Krzysztof Kiercz

Personal information
- Full name: Krzysztof Kiercz
- Date of birth: 16 February 1989 (age 37)
- Place of birth: Kielce, Poland
- Height: 1.89 m (6 ft 2+1⁄2 in)
- Position: Centre-back

Youth career
- 0000–2006: Korona Kielce

Senior career*
- Years: Team / Apps / (Gls)
- 2007–2009: Korona Kielce II
- 2009–2015: Korona Kielce / 16 / (1)
- 2010: → LKS Nieciecza (loan) / 2 / (0)
- 2011: → Wierna Małogoszcz (loan) / 13 / (2)
- 2016: Odra Opole / 7 / (2)
- 2017–2019: Stal Mielec / 66 / (2)
- 2019–2020: Stal Stalowa Wola / 24 / (1)
- 2020–2021: Broń Radom / 20 / (1)
- 2021–2024: Korona Kielce II / 76 / (13)

= Krzysztof Kiercz =

Polish footballer

Krzysztof Kiercz (born 16 February 1989) is a Polish former professional footballer who played as a centre-back. He most recently served as an assistant coach for Korona Kielce II.

==Career==
Kiercz is a homegrown of Korona Kielce and was included in its first team in 2009. In 2010 he was loaned to the I liga side LKS Nieciecza, for which he played three matches. In August 2010, he suffered a rupture of the fibula. Initial diagnoses assumed a one-month break in the game, but ultimately Kiercz dropped out of the squad for the entire round. Before the start of the spring round he was present at the tests in the II liga side Wisła Płock. Ultimately, Kiercz found himself on a six-month loan in the III liga side Wierna Małogoszcz, where he played in thirteen matches and scored two goals.

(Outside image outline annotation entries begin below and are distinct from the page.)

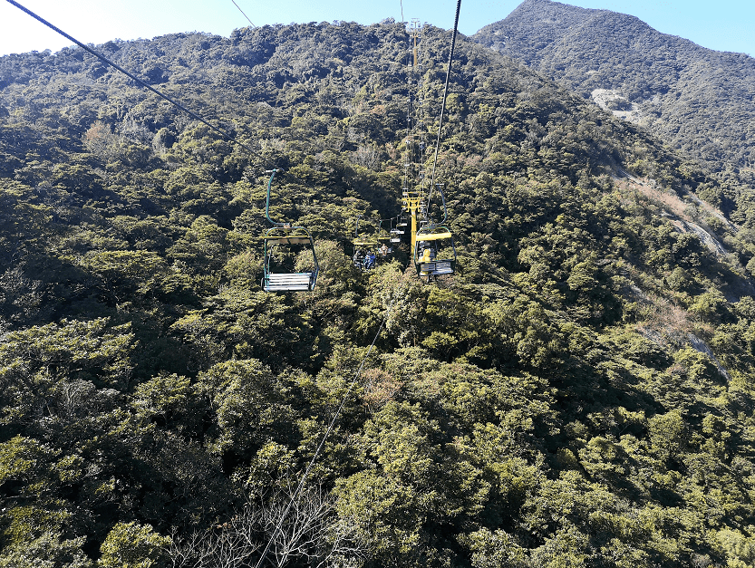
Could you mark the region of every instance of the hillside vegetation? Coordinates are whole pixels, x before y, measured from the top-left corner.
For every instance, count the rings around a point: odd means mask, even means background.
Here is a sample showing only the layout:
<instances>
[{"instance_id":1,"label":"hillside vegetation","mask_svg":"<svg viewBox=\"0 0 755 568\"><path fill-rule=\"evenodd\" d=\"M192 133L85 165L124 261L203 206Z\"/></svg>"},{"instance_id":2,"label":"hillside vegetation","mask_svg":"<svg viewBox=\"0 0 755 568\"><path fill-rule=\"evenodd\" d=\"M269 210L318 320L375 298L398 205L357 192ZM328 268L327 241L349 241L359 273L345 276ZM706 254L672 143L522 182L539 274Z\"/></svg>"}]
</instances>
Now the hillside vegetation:
<instances>
[{"instance_id":1,"label":"hillside vegetation","mask_svg":"<svg viewBox=\"0 0 755 568\"><path fill-rule=\"evenodd\" d=\"M400 207L402 24L99 49L258 156L82 50L0 58L0 566L254 566L271 535L278 566L752 565L755 248L701 199L733 189L462 38L459 273L404 245L362 274L354 219ZM259 288L270 165L312 293Z\"/></svg>"},{"instance_id":2,"label":"hillside vegetation","mask_svg":"<svg viewBox=\"0 0 755 568\"><path fill-rule=\"evenodd\" d=\"M526 0L474 39L592 97L712 169L754 181L755 59L661 34L634 16Z\"/></svg>"}]
</instances>

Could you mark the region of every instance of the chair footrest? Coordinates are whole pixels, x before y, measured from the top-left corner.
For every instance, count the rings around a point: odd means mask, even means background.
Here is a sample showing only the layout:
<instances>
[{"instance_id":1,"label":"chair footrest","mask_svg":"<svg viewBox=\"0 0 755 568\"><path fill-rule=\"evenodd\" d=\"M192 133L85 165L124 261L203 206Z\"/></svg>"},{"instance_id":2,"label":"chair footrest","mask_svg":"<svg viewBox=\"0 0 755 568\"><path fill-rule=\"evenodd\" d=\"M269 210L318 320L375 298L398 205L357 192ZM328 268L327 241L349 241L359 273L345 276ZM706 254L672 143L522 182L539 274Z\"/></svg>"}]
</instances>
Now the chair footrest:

In the autumn round of the 2015–16 Ekstraklasa season, he played a total of four games. In addition, he played in the match against Wda Świecie in the Polish Cup, as the team captain. On 28 December 2015, Korona Kielce confirmed that the contract with him, expiring at the end of the year, will not be extended. On 29 March 2016, he signed a six-month contract to play in Odra Opole. He played for the new club in seven matches, scoring two goals and reaching promotion to the II liga. After the end of the season, Odra decided not to extend the expiring contract.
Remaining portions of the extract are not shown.